In spite of all that, I have a Children’s/YA book published to Amazon, and three Recipes for Single And Handicapped cookbooks, waiting for cover art. I also have two other books in progress, even though I’m in a Nursing Home.
DO NOT give up.
I’ve been discovering this as well. For a time, I wanted to be “responsible” — paying attention to what was happening in the world, trying to find a way to make a difference, but I’m slowly reaching the conclusion I can’t do that, nor should I even try. I can, however, affect the very small space around me, so maybe I should focus on that.
Time to eliminate the things that don’t fit in my life anymore — some never did fit. Moving forward.
Way to go, Holly. Good health to you, and an end to pain. Your courage and persistence are an inspiration!
Come back well and with a reasonably whole mouth. We’ll wait. 🙂
Prayers and well wishes to you, Holly. Your newsletters and courses are amazing, as are you. Take time to heal, we’ll be waiting through your recovery. Keep us posted so we can give back to you the inspiration you’ve given us in our writing worlds.
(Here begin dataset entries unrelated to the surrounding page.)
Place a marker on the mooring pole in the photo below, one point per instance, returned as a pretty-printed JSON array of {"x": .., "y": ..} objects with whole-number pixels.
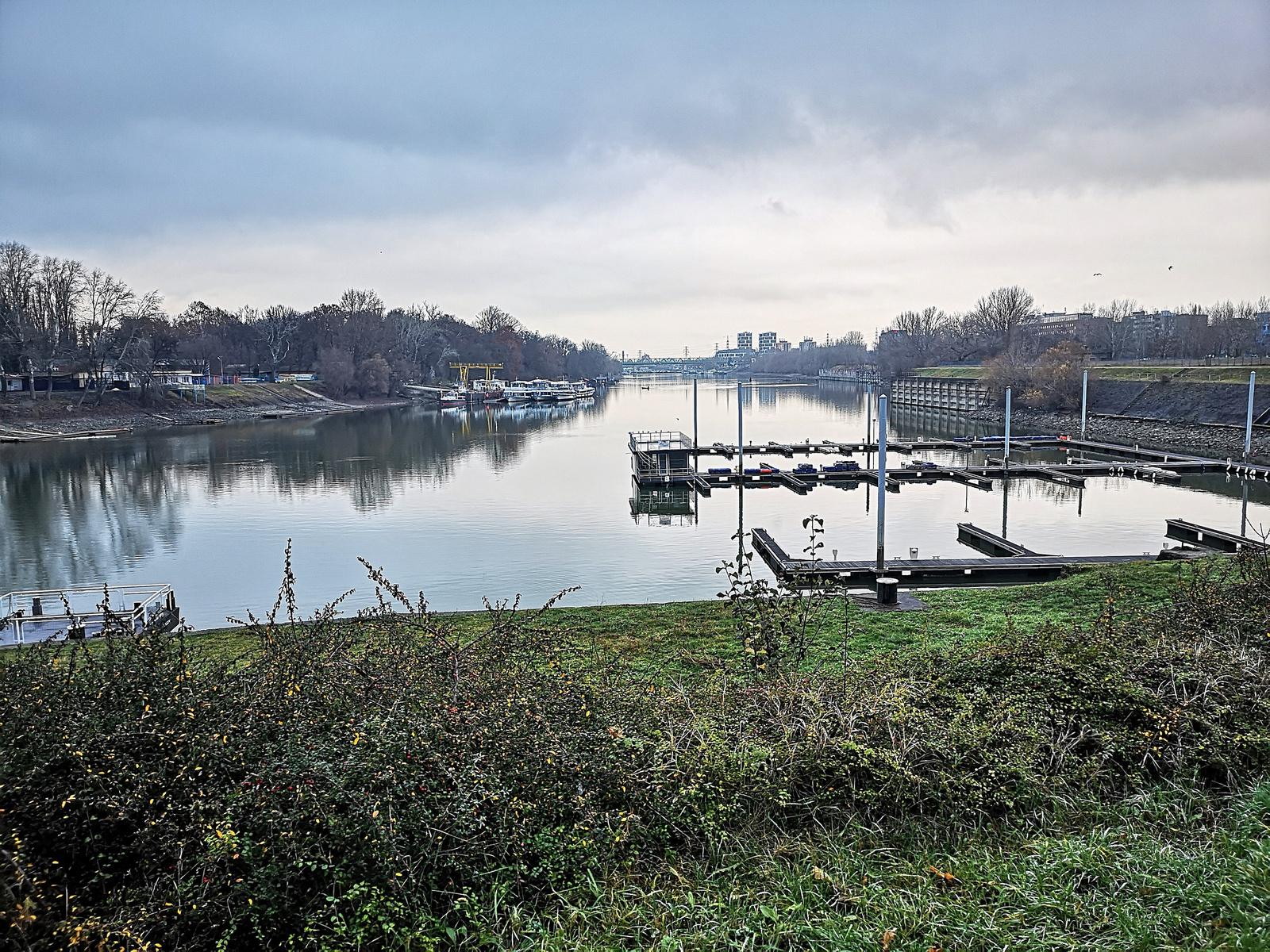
[
  {"x": 1007, "y": 428},
  {"x": 1248, "y": 433},
  {"x": 882, "y": 482},
  {"x": 1085, "y": 393}
]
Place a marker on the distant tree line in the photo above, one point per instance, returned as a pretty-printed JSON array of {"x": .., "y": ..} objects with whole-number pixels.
[
  {"x": 1006, "y": 323},
  {"x": 810, "y": 359},
  {"x": 59, "y": 317}
]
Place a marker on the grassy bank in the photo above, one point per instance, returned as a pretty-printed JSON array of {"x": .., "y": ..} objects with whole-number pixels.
[{"x": 1062, "y": 766}]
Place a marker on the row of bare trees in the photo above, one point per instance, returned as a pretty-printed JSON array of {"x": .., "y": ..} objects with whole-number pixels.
[
  {"x": 59, "y": 317},
  {"x": 1006, "y": 321}
]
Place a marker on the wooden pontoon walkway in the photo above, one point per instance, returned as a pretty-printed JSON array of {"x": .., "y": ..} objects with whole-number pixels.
[{"x": 924, "y": 573}]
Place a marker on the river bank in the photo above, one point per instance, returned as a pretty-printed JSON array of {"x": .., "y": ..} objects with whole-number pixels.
[
  {"x": 65, "y": 418},
  {"x": 1010, "y": 768},
  {"x": 1200, "y": 438}
]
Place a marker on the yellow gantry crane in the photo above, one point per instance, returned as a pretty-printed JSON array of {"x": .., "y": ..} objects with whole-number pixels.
[{"x": 465, "y": 367}]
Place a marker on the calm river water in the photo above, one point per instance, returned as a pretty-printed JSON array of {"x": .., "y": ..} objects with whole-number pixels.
[{"x": 503, "y": 501}]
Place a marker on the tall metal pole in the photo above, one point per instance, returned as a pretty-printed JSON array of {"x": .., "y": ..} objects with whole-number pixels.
[
  {"x": 1248, "y": 435},
  {"x": 694, "y": 423},
  {"x": 1085, "y": 393},
  {"x": 1007, "y": 427},
  {"x": 868, "y": 413},
  {"x": 882, "y": 482}
]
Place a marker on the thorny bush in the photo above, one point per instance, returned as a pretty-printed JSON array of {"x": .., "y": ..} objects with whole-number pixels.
[{"x": 366, "y": 781}]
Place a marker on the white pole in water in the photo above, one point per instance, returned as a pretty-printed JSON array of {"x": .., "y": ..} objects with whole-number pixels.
[
  {"x": 1248, "y": 433},
  {"x": 1007, "y": 425},
  {"x": 868, "y": 412},
  {"x": 694, "y": 423},
  {"x": 882, "y": 482},
  {"x": 1085, "y": 391}
]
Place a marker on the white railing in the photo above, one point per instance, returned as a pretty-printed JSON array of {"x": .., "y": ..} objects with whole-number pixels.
[{"x": 40, "y": 615}]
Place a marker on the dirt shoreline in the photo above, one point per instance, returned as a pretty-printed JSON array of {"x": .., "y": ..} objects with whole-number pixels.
[
  {"x": 1202, "y": 440},
  {"x": 60, "y": 418}
]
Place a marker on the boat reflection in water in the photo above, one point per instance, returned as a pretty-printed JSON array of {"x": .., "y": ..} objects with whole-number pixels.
[{"x": 664, "y": 505}]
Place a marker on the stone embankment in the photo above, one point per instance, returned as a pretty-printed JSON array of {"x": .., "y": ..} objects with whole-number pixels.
[
  {"x": 63, "y": 416},
  {"x": 1203, "y": 440}
]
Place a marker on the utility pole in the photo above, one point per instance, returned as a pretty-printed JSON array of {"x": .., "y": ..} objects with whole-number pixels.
[
  {"x": 1248, "y": 433},
  {"x": 1007, "y": 428},
  {"x": 882, "y": 482}
]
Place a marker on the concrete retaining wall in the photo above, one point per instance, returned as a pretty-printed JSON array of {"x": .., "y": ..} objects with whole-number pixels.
[{"x": 1180, "y": 403}]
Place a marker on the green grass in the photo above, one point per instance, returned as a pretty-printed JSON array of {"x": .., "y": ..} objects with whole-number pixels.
[
  {"x": 1161, "y": 871},
  {"x": 683, "y": 639}
]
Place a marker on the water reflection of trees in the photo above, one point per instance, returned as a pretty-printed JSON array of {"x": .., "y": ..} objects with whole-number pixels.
[
  {"x": 79, "y": 509},
  {"x": 71, "y": 511}
]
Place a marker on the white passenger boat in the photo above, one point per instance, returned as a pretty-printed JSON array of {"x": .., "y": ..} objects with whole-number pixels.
[
  {"x": 518, "y": 391},
  {"x": 454, "y": 397},
  {"x": 543, "y": 391},
  {"x": 491, "y": 391}
]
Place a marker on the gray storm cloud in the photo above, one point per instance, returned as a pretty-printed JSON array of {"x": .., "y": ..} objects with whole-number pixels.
[{"x": 569, "y": 126}]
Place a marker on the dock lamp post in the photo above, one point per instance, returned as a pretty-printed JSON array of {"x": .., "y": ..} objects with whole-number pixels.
[
  {"x": 868, "y": 413},
  {"x": 1007, "y": 428},
  {"x": 882, "y": 482},
  {"x": 1085, "y": 393},
  {"x": 1248, "y": 432},
  {"x": 694, "y": 423}
]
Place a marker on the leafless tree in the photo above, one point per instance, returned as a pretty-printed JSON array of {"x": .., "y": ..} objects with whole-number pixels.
[
  {"x": 277, "y": 328},
  {"x": 495, "y": 319},
  {"x": 357, "y": 301},
  {"x": 18, "y": 273},
  {"x": 108, "y": 302},
  {"x": 1003, "y": 313},
  {"x": 55, "y": 317}
]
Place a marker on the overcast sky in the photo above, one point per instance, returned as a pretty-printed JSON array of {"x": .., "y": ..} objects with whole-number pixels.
[{"x": 649, "y": 175}]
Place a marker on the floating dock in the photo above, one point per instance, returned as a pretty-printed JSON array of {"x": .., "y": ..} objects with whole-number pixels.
[
  {"x": 924, "y": 573},
  {"x": 1212, "y": 539},
  {"x": 668, "y": 457},
  {"x": 57, "y": 615}
]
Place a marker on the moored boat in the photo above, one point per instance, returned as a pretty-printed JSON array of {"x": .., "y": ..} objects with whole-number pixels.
[
  {"x": 454, "y": 397},
  {"x": 543, "y": 391},
  {"x": 518, "y": 391}
]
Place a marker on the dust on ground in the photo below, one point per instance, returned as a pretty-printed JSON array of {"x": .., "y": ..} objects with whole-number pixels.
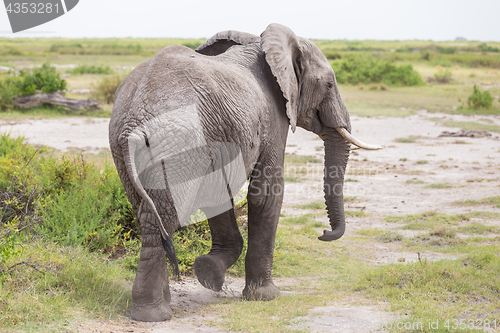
[{"x": 468, "y": 167}]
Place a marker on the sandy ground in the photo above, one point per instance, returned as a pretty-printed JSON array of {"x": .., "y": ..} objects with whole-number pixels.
[{"x": 470, "y": 165}]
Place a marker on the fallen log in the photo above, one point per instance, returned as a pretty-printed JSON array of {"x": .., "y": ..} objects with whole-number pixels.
[
  {"x": 464, "y": 133},
  {"x": 56, "y": 98}
]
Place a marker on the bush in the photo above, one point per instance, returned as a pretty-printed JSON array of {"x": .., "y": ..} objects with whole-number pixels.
[
  {"x": 480, "y": 100},
  {"x": 486, "y": 48},
  {"x": 9, "y": 89},
  {"x": 105, "y": 90},
  {"x": 446, "y": 50},
  {"x": 65, "y": 199},
  {"x": 44, "y": 79},
  {"x": 442, "y": 75},
  {"x": 363, "y": 69},
  {"x": 86, "y": 69}
]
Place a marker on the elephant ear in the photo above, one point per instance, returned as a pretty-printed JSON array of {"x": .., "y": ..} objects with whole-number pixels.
[
  {"x": 221, "y": 41},
  {"x": 284, "y": 56}
]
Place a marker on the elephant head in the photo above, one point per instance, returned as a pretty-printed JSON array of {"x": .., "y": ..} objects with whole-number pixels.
[{"x": 313, "y": 102}]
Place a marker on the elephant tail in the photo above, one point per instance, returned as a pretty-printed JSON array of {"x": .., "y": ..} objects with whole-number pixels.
[{"x": 166, "y": 240}]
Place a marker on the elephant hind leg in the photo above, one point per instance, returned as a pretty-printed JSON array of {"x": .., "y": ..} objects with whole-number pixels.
[
  {"x": 150, "y": 291},
  {"x": 227, "y": 245}
]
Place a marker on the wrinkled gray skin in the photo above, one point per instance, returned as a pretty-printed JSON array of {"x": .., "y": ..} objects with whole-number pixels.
[{"x": 248, "y": 90}]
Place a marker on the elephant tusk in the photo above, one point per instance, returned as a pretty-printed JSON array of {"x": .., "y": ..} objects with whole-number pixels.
[{"x": 356, "y": 142}]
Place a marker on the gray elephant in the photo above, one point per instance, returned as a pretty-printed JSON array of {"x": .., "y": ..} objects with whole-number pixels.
[{"x": 189, "y": 127}]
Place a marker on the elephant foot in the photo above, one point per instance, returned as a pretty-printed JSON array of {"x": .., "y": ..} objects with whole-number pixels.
[
  {"x": 151, "y": 312},
  {"x": 260, "y": 292},
  {"x": 210, "y": 272}
]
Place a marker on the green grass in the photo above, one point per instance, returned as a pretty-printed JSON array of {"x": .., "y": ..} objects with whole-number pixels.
[
  {"x": 299, "y": 160},
  {"x": 47, "y": 112},
  {"x": 468, "y": 286},
  {"x": 370, "y": 232},
  {"x": 61, "y": 286},
  {"x": 432, "y": 218},
  {"x": 389, "y": 236},
  {"x": 317, "y": 205},
  {"x": 405, "y": 140},
  {"x": 354, "y": 213},
  {"x": 485, "y": 201}
]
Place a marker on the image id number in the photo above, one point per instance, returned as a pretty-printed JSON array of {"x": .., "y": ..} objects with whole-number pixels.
[{"x": 26, "y": 7}]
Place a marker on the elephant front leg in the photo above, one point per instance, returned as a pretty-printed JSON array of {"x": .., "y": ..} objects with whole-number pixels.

Hugs to all of you – I am a lucky one right now and in no pain. I have noticed that it is like we are all on swingboats that go uo and down at dif’ times – in all the groups in which we exist we rarely have the same thing going on at any one time – may be that is so some can support and some be supported – don’t know but I know we will all be writing hard while you are feeling crook then if we can’t do anything else for you right now you can know you have inspired this big tough gang to get going. Best Wishes from down on the farm in sunny Dorset UK MC 🙂
I’m with Melinda. I really needed to hear this today as well.
Stumbling through chronic pain myself right now and I needed the reminder. The pain is temporary–nothing but a moment.
Thank you! You have no idea how much I needed to hear this today.
Thanks for doing what a writer does and putting yourself out there for the rest of us to tune into. I admire your tender toughness.